Why FormComponent? FormComponent runs Pydantic validation before calling on_submit(). If the payload fails the QuizAnswersSchema schema — missing fields, wrong types — the component returns validation errors and never reaches the grading logic. self.validated_data is always type-safe.

InstructorDashboardComponent

Mounts once and shows a table of every enrolled student's current completion percentage. It subscribes to the course WebSocket channel and patches individual rows in-memory when any student advances — no polling, no full-page reload.

Component with WebSocket Subscription

lms/components.py (continued) Python
from django.db.models import Count
from component_framework.core.permissions import IsAuthenticated
from .permissions import IsInstructor


@registry.register("instructor_dashboard")
class InstructorDashboardComponent(Component):
    """
    Live instructor view of all student progress for a course.

    WebSocket channel: instructor-{course_id}
    Patches individual student rows on module_completed events.
    """

    template_name = "components/instructor_dashboard.html"
    permission_classes = [IsAuthenticated, IsInstructor]
    cache_key_prefix = "instructor_dash"
    cache_ttl = 30   # seconds — event requests bypass automatically

    def mount(self, course_id: int):
        self.state["course_id"] = course_id
        self.state["students"]  = self._load_all_progress(course_id)

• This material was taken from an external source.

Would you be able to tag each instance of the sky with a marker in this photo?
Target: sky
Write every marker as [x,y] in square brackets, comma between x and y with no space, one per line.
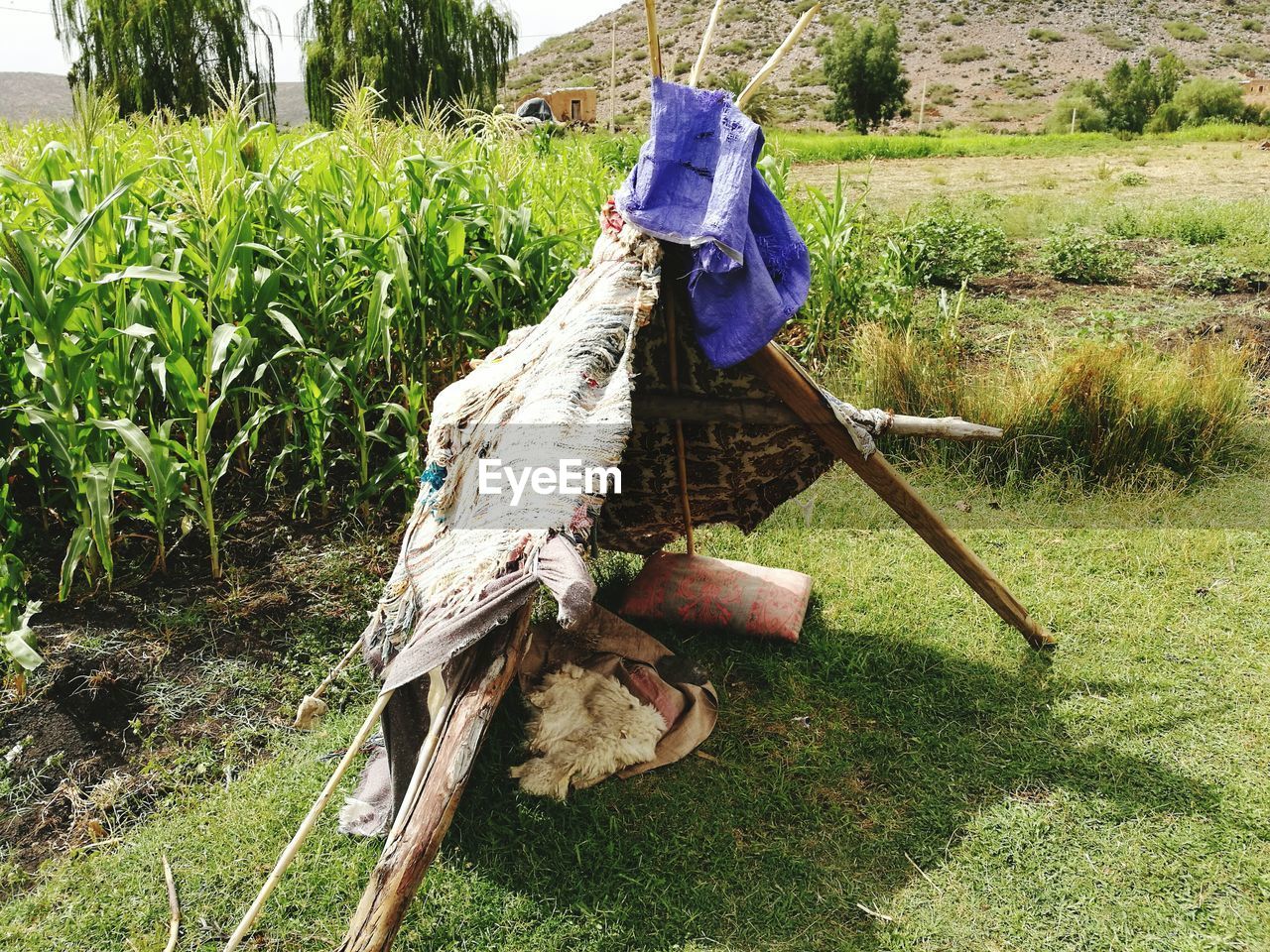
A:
[28,44]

    async def on_ws_message(self, message: dict):
        """
        Handle WebSocket push from CourseProgressComponent.
        Patches one student row — no DB query, no full reload.
        """
        if message.get("event") != "module_completed":
            return
        username = message["student"]
        for student in self.state["students"]:
            if student["username"] == username:
                student["pct"] = message["pct"]
                break

    def _load_all_progress(self, course_id: int) -> list:
        from .models import Progress, Module
        total_modules = Module.objects.filter(course_id=course_id).count()
        rows = (
            Progress.objects
            .filter(module__course_id=course_id)
            .values("user__username")
            .annotate(completed=Count("module"))
            .order_by("user__username")
        )
        return [
            {
                "username":  r["user__username"],
                "completed": r["completed"],
                "pct": int(r["completed"] / total_modules * 100)
                        if total_modules else 0,
            }
            for r in rows
        ]
How the WebSocket connection works: the instructor's browser connects to ws://…/ws/instructor-{course_id}/. The Django Channels consumer joins the instructor-{course_id} group. When any student fires on_complete_module(), the broadcast lands in every connected instructor's consumer, which calls on_ws_message(), patches the in-memory state, and sends a fresh HTML fragment to the browser. The instructor sees the row update in under 50 ms.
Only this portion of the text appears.